La flamme brule


Les doigts s'agitent, les cordes vibrent sous les ongles, les notes s'arrachent d'abord, s'envolent ensuite. La scene est eclairee et pourtant elle parait obscure. Toute la lumiere est aspiree en son centre.
Ses bras ondulent d'abord comme des roseaux qui subiraient la brise du matin. Les doigts du guitariste pianotent des petites notes decrochees d'abord. Puis sa main gratte les cordes. Ses bras a elle se trouvent alors portes par un vent qui forcit. Ses poignets se cassent, ses doigts se crispent, grimacent avec grace. Et puis c'est tout son corps qui s'anime. Ses jambes s'arquent, ses talons frappent le plancher, comme au theatre, lentement d'abord, stacatto ensuite. Ses jambes sont maintenant aeriennes, elles donnent vie aux froufrous de sa robe, qui ondule en rythme.

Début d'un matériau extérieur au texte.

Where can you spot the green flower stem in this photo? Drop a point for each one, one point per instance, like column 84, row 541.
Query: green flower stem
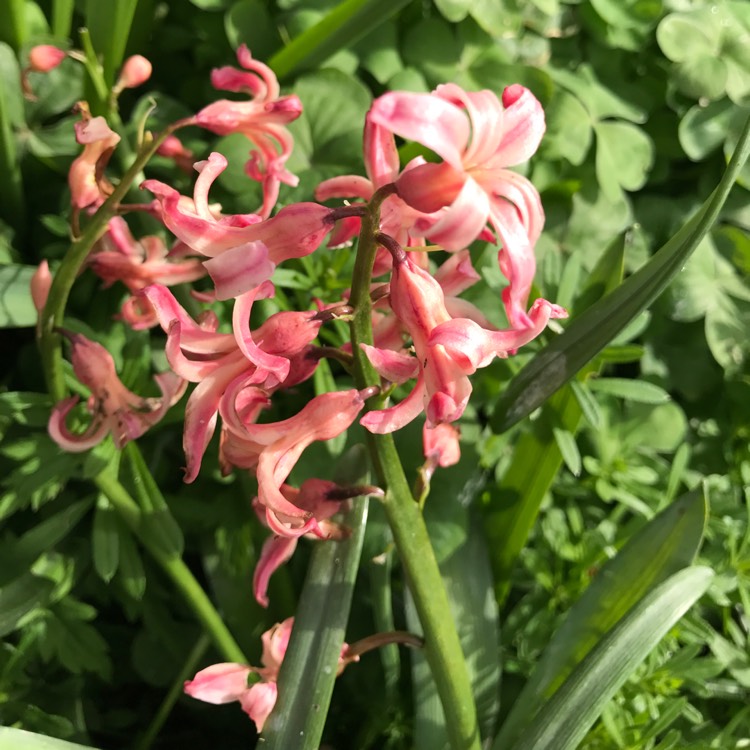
column 175, row 568
column 54, row 311
column 442, row 646
column 175, row 691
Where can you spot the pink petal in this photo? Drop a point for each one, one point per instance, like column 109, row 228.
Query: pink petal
column 393, row 366
column 68, row 441
column 426, row 119
column 523, row 126
column 461, row 223
column 219, row 683
column 258, row 702
column 276, row 551
column 395, row 417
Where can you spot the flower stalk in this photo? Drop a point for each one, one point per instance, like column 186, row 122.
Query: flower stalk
column 441, row 642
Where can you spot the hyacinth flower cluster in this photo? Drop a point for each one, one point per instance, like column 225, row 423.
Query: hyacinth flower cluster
column 410, row 327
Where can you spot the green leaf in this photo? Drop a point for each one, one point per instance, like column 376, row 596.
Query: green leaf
column 20, row 739
column 666, row 544
column 158, row 527
column 309, row 668
column 110, row 24
column 569, row 131
column 105, row 541
column 630, row 390
column 16, row 308
column 340, row 28
column 467, row 576
column 20, row 597
column 590, row 332
column 565, row 719
column 249, row 22
column 454, row 10
column 624, row 154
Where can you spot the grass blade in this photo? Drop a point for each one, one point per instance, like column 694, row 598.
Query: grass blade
column 341, row 28
column 665, row 545
column 565, row 719
column 309, row 669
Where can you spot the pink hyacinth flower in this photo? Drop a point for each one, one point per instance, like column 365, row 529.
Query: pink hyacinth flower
column 231, row 368
column 262, row 120
column 88, row 186
column 113, row 407
column 225, row 683
column 273, row 450
column 442, row 389
column 478, row 138
column 119, row 256
column 244, row 250
column 397, row 218
column 135, row 72
column 45, row 57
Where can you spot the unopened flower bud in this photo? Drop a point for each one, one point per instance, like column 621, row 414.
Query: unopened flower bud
column 135, row 72
column 45, row 57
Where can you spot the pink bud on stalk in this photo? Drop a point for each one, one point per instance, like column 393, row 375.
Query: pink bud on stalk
column 45, row 57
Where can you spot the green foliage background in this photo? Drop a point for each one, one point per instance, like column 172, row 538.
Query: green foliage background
column 644, row 101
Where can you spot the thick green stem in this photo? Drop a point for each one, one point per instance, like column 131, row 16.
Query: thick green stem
column 442, row 646
column 54, row 311
column 175, row 568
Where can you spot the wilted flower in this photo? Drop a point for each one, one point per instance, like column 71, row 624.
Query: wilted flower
column 114, row 409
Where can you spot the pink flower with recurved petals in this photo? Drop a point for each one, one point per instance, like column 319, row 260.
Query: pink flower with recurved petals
column 478, row 138
column 243, row 249
column 273, row 450
column 262, row 120
column 114, row 409
column 88, row 185
column 119, row 256
column 254, row 687
column 231, row 368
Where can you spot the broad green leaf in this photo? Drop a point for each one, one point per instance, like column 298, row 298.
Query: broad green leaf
column 249, row 22
column 21, row 596
column 564, row 720
column 624, row 154
column 17, row 556
column 20, row 739
column 340, row 28
column 467, row 575
column 16, row 308
column 704, row 128
column 666, row 544
column 105, row 541
column 569, row 131
column 309, row 668
column 630, row 390
column 590, row 332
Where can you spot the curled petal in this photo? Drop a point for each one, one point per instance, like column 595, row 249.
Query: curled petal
column 276, row 551
column 68, row 441
column 393, row 366
column 219, row 683
column 258, row 702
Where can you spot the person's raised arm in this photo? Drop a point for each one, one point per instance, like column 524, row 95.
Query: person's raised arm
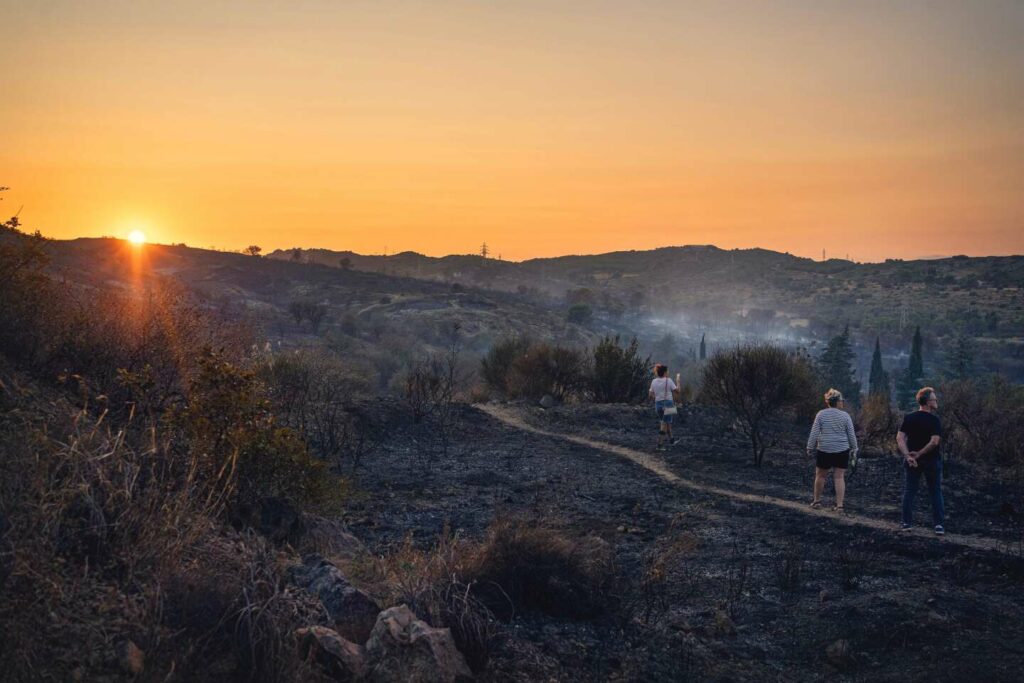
column 851, row 433
column 812, row 440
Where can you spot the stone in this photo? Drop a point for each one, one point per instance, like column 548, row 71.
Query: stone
column 352, row 611
column 339, row 658
column 130, row 657
column 404, row 648
column 721, row 624
column 839, row 653
column 280, row 519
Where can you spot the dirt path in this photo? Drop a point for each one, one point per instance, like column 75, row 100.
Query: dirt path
column 658, row 467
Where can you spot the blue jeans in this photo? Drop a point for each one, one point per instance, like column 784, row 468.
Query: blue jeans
column 911, row 480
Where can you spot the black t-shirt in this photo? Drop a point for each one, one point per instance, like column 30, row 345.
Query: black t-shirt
column 920, row 427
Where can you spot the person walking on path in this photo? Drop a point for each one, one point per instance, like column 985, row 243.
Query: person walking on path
column 919, row 439
column 662, row 391
column 833, row 442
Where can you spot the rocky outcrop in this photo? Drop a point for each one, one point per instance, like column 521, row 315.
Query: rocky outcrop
column 352, row 611
column 404, row 648
column 339, row 658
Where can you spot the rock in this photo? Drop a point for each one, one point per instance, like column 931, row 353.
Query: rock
column 340, row 658
column 130, row 657
column 352, row 611
column 403, row 648
column 721, row 624
column 839, row 653
column 280, row 519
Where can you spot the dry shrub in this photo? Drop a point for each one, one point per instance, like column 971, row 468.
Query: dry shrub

Etincelles. C'est comme si ces talons etaient en souffre. Les claquettes ont fini par mettre le feu a son corps, elle danse le flamenco, son dos se cambre, sa posture est stricte, son regard noir, la lumiere y plonge indefiniement pour ne plus rapparaitre. Elle aspire tout ce qui l'entoure, aucun regard ne peut l'ignorer, le tonnerre se dechaine, son corps a elle ne lui appartient plus, il a pris feu et ondule comme une flamme. Et c'est beau une flamme qui danse dans l'obscurite.
Et puis la musique ralentit, la danseuse semble comme reprendre ses esprits. Les bras deviennent lourds, les mouvements plus doux, le corps se rend, le feu est domine, un claquement sec de talon annonce la remission. Les yeux se rallument, la scene reapparait d'abord, les musiciens et les autres spectateurs ensuite. Elle, radieuse, sourit, savoure l'instant.
Et puis l'artiste salue l'instant qui s'en va.